On Wednesday a panel discussion organised by The Association of Real Estate Funds (AREF) considered the impact of the wellness trend on building development and use.

Broadly speaking, this means supporting physical and mental wellbeing through building design. This can range from design which optimises natural light and provides high air and water quality to ensure physical comfort, to provision of areas for a yoga studio, outdoor coffee break or on-site therapist in support of the mental health of those using the building.

What is driving the trend?

As businesses seek to attract and retain the best and brightest staff from diverse backgrounds and multiple generations (with differing demands), there is an increasing need for buildings to be focussed on people, not business.

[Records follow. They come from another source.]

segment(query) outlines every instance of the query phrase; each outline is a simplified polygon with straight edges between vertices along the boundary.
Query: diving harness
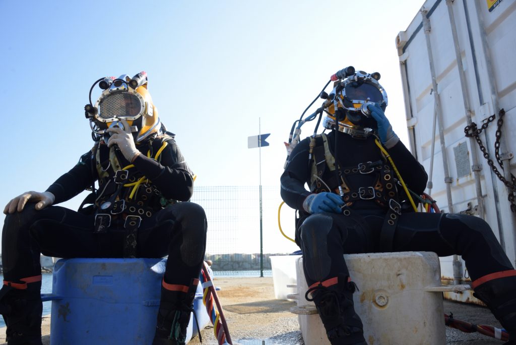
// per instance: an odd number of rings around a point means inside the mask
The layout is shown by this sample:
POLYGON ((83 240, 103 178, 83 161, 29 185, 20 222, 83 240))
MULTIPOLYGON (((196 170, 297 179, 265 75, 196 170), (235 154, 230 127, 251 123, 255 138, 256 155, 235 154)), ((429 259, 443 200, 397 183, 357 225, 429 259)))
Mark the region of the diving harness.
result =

Lee Elliot of Knight Frank noted that businesses are now looking at real estate as a strategic device to support and facilitate change within the business and to attract and retain staff and that as real estate is usually only around 15% of the cost-base of a company, driving rents down by, for example, reducing space, is a false economy when compared to the costs of staff replacement.

The goal is that in providing buildings which invest in wellbeing, businesses can boost staff morale, reduce absenteeism and increase productivity – and in the age of remote-working, encourage staff to commute into the office more often!

It was also noted that while the trend is particularly prevalent in the corporate office market both in London and the regions, it is moving into other areas such as PRS where attracting tenants is key.

Are the additional costs worth it?

Investors were inevitably keen to know whether the cost of developing buildings to achieve certain wellness criteria or accreditation through WELL building standards is reflected in increased rents.

The view from Michael Brodtman of CBRE is that currently this cannot be measured as a percentage uplift on rents, as wellness cannot easily be separated from other aspects of a building. However, like sustainability over the past 10 years, he sees wellness becoming embedded within the definition of “prime real estate”. As such, the wellness trend cannot be ignored by investors if they want to future-proof their portfolios.

Anecdotally it was noted that lenders are increasingly asking questions about the environment and social aspects of a building but that this is not being reflected in lending criteria yet. However, the view from the panel was that there will be periods in the economic cycle where occupiers have greater choice so that these factors will begin to be more formally taken into account by lenders and reflected in loan margins.

Aside from the productivity benefits, which are not clear at present, I’m sure those of us working in offices will agree that the wellness trend is a welcome one!